Before that, in the definition of sys_call_table, there is [0 ... NR_syscalls-1] = sys_ni_syscall,
. Also __SYSCALL (nr, call) [nr] = (call),
.
This should be the code that initializes / sets the elements of the array.
Let's experiment with a little simple sample code.
#include <stdio.h>
#define TBLSIZ 10
int tbl[TBLSIZ] = {
[0 ... TBLSIZ-1] = 123,
[7] = 777,
};
int main()
{
int i, c = sizeof(tbl) / sizeof(tbl[0]);
for (i = 0; i < c; i++) {
printf("tbl[%d]=%d\n", i, tbl[i]);
}
}
The execution result is as follows.
kou77@ubuntu:~/test$ gcc tes015.c
kou77@ubuntu:~/test$ ./a.out
tbl[0]=123
tbl[1]=123
tbl[2]=123
tbl[3]=123
tbl[4]=123
tbl[5]=123
tbl[6]=123
tbl[7]=777
tbl[8]=123
tbl[9]=123
sys_call_table is an array of void *, but since the setting value is easy to understand in the sample code, I made it an array of int. As a result, as I expected. (Index 7 contains 777, otherwise 123 is included)

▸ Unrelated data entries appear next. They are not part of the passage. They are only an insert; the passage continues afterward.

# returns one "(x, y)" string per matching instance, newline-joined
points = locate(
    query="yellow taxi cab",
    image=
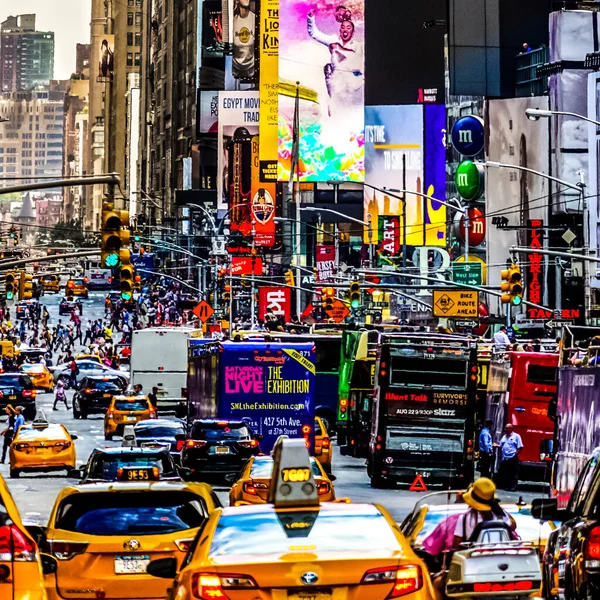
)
(77, 287)
(297, 548)
(50, 283)
(101, 536)
(255, 479)
(126, 410)
(41, 446)
(322, 444)
(40, 376)
(20, 567)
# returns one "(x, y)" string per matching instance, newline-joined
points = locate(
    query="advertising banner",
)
(325, 263)
(238, 122)
(405, 146)
(106, 63)
(244, 39)
(262, 207)
(322, 48)
(209, 112)
(268, 87)
(277, 300)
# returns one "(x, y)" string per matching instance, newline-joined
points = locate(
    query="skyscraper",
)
(26, 55)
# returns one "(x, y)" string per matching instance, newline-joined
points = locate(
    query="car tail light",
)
(184, 545)
(64, 550)
(15, 545)
(323, 488)
(195, 443)
(593, 544)
(249, 444)
(407, 579)
(208, 586)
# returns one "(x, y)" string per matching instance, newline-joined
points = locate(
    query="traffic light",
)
(115, 237)
(25, 286)
(511, 286)
(328, 296)
(289, 278)
(10, 285)
(355, 294)
(127, 283)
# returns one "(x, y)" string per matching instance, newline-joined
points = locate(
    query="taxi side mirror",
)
(49, 564)
(165, 568)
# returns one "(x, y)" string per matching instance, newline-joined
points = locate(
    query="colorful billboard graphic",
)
(268, 86)
(405, 149)
(321, 46)
(244, 37)
(238, 122)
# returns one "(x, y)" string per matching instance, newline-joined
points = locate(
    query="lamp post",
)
(535, 114)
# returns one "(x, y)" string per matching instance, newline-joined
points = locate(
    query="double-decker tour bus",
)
(355, 391)
(271, 385)
(423, 412)
(521, 386)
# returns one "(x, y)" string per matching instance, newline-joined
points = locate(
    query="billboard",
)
(238, 122)
(106, 62)
(321, 47)
(268, 86)
(405, 148)
(244, 39)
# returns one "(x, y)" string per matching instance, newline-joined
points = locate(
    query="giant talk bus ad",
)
(269, 385)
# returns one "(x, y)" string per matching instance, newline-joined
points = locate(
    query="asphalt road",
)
(35, 493)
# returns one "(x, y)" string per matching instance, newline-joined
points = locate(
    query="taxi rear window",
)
(327, 531)
(136, 405)
(215, 431)
(133, 513)
(263, 468)
(106, 466)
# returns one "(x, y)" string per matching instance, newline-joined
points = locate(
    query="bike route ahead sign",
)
(463, 304)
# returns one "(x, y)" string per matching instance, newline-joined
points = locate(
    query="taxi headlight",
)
(208, 586)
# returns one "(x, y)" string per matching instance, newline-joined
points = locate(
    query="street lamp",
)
(535, 114)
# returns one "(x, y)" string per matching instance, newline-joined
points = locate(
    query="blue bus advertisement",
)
(269, 385)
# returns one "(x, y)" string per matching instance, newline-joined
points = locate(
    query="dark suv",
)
(94, 394)
(218, 447)
(17, 389)
(571, 564)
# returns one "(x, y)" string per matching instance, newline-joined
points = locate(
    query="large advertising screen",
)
(405, 149)
(321, 48)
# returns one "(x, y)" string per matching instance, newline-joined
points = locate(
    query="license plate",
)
(309, 595)
(125, 565)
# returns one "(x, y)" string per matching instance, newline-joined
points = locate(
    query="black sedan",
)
(94, 394)
(218, 447)
(104, 464)
(161, 433)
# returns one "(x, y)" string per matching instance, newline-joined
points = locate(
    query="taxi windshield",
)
(262, 468)
(216, 431)
(106, 465)
(129, 405)
(358, 529)
(131, 513)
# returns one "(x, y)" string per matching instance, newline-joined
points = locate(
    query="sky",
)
(69, 19)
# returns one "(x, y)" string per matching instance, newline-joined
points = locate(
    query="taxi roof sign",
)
(294, 483)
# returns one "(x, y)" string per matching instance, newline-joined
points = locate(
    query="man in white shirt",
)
(511, 446)
(501, 339)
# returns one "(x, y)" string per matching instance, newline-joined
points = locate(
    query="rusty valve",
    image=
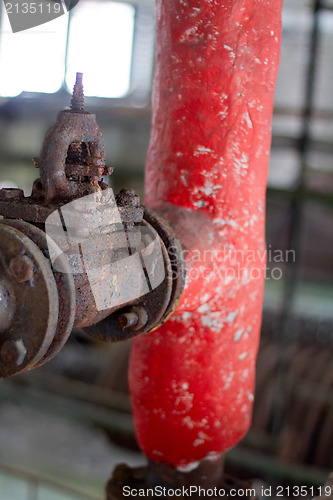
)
(73, 255)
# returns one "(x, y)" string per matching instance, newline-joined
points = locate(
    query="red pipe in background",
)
(192, 380)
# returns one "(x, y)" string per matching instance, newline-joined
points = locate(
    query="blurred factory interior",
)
(64, 426)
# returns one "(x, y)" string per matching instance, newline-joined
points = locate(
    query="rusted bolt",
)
(136, 318)
(13, 351)
(11, 193)
(146, 245)
(128, 197)
(22, 268)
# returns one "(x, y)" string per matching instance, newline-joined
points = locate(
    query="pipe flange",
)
(65, 286)
(27, 276)
(145, 313)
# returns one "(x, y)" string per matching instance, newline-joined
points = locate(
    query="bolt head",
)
(13, 351)
(128, 197)
(11, 193)
(21, 268)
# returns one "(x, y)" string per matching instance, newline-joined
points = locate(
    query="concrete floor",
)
(44, 457)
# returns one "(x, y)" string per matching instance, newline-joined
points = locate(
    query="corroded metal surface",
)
(71, 167)
(65, 288)
(154, 303)
(34, 303)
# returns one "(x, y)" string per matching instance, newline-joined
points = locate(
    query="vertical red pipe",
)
(192, 380)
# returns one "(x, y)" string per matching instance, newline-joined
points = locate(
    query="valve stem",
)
(77, 101)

Going back to the survey, refer to the definition of #include <asm / unistd.h>
.
Each entry can be expected to use the __SYSCALL macro.
If you try to check the definition of asm / unistd.h, you will find many asm / unistd.h files under the arch folder.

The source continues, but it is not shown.